The results of this study showed that constituents of pomegranate peel extracts such as punicalagin and punicalin show significant potential in interacting with the selected protein targets and thus could possibly prevent the viral entry into the host cell. This needs to be followed up with in vitro and in vivo studies they write.
- Using the DoGSiteScorer tool, potential binding pockets were determined on the proteins.
- The most druggable pockets for the S glycoprotein, ACE2, furin, and TMPRSS2 were chosen.
- A high apolar amino acid ratio meaning good drug target was found for S glycoprotein (apolar amino acid ratio was 0.63)
- Apolar amino acid ratios of ACE2, furin and TMPRSS2 were 0.38, 0.26 and 0.40, respectively.
- The best drug score values for analyzed targets ranged between 0.73 and 0.84
- Pocket volumes for drug binding determined the potential of the drug to bind with the target. The most significant volume, surface, and depth of the selected pocket were detected for ACE2.

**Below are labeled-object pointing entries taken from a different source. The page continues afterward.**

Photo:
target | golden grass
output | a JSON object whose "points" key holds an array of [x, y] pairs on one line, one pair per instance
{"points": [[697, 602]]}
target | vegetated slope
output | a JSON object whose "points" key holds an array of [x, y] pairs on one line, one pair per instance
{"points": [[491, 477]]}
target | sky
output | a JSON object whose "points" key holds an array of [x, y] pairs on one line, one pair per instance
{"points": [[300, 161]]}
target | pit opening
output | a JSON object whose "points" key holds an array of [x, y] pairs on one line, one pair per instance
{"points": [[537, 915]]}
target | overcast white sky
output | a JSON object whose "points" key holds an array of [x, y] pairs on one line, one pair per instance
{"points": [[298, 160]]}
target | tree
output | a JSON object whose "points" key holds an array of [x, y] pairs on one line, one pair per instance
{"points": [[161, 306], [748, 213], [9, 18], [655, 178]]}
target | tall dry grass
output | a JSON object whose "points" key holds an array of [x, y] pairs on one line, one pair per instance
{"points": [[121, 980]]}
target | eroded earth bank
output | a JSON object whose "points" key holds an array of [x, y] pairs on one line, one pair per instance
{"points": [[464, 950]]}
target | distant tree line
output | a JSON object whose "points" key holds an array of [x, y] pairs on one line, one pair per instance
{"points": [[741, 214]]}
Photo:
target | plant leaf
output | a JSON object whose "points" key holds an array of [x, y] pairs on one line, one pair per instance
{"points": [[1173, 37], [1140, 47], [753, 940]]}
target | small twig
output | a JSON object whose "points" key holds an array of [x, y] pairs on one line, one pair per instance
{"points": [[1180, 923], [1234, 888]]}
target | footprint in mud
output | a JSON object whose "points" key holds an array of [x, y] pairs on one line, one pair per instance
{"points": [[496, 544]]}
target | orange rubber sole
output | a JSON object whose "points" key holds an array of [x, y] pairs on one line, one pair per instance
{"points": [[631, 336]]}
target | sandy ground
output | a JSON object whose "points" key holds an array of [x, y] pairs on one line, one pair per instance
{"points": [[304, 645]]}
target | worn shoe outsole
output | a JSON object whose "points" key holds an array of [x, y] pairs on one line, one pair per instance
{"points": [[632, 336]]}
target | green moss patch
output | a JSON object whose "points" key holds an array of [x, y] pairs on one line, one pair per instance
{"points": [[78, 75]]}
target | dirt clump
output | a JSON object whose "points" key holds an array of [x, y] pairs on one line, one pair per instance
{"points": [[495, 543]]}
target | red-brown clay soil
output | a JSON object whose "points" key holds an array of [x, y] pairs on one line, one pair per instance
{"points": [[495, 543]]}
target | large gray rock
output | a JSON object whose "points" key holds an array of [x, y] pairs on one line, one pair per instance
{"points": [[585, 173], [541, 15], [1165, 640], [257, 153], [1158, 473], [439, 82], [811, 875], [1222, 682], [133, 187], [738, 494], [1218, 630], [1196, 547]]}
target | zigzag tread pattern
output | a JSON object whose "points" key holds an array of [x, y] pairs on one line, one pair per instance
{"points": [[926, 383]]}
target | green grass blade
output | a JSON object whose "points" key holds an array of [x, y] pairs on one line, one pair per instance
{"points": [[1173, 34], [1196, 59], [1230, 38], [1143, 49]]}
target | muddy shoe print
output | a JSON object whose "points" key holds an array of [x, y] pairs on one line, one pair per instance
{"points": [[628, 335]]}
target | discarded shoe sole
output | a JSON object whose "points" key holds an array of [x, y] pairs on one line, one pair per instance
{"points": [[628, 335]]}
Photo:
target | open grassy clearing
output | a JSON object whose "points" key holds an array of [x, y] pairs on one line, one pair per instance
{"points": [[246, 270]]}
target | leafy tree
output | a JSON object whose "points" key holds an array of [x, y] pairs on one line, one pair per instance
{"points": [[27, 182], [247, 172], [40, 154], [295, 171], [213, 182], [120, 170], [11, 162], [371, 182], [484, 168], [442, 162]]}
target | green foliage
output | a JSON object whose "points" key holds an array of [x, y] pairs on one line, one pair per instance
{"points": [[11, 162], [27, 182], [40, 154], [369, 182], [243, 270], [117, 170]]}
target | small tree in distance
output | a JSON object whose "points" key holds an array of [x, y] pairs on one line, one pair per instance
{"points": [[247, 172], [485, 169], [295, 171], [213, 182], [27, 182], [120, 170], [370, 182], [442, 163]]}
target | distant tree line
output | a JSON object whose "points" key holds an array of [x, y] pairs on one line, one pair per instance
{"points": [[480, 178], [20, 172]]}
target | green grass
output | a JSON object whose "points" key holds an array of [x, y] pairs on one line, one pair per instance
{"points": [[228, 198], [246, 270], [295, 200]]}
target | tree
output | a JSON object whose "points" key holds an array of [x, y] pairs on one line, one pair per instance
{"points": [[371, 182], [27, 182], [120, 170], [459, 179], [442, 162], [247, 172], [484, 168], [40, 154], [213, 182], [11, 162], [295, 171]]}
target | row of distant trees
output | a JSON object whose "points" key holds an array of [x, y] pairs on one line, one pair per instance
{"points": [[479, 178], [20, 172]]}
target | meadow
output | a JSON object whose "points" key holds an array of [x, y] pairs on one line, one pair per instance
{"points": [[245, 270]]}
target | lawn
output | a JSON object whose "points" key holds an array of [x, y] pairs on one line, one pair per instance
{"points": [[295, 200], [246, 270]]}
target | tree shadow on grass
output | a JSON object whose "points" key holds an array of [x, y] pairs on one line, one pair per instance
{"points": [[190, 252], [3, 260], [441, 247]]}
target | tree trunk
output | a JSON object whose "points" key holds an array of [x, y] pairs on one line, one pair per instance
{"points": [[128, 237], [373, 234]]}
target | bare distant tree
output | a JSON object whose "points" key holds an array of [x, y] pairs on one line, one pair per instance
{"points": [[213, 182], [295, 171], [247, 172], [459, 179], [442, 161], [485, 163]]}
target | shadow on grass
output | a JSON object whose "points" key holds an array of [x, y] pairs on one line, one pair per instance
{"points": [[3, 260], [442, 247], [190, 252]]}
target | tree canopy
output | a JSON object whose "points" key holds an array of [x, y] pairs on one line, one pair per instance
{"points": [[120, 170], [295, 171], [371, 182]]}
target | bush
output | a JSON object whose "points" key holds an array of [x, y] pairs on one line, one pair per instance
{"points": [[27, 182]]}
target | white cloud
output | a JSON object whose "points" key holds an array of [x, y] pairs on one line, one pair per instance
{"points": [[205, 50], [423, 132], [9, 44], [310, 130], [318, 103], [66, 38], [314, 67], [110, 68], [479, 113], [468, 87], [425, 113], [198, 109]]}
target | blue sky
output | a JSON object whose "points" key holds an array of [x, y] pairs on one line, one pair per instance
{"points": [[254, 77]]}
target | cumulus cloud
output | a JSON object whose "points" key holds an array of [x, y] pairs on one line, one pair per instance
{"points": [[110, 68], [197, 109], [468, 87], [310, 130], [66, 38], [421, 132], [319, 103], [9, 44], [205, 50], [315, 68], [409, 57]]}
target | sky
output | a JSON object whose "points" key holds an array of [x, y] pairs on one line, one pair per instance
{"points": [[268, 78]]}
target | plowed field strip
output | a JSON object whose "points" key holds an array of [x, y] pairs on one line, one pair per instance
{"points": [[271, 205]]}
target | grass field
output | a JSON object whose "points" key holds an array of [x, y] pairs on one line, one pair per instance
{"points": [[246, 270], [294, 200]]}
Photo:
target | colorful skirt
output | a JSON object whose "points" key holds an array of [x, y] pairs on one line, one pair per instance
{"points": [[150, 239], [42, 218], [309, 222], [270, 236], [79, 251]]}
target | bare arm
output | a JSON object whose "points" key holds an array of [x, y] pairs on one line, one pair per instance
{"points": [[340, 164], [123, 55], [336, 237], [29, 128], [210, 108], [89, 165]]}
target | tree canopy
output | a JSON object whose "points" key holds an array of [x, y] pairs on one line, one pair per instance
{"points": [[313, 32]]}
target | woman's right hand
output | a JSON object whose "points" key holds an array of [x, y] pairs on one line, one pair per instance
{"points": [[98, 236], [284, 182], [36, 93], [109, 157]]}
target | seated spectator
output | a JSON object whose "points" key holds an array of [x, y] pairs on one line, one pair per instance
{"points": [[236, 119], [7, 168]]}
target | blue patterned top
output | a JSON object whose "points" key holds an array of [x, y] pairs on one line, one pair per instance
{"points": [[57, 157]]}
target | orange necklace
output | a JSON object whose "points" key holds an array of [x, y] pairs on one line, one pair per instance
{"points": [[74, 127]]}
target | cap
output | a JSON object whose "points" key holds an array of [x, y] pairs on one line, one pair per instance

- Punicalagin and punicalin formed the most stable complexes with the protein targets. They also showed intensive interactions with TMPRSS2 amino acid residues
Conclusions and implications
The viral entry prevention into the host cell could effectively prevent the infection. This study showed that PoPEx polyphenols could offer potential inhibitory activity against the SARS-CoV-2, especially during its host cell entry. Authors of the study write, “punicalagin and punicalin are promising candidates for further anti-SARS-CoV-2 in vitro studies”. The team concluded, “Being the ingredients of a natural product that is used as food, these candidates also have a confirmed safety profile which is their additional and important advantage in the disease treatment.”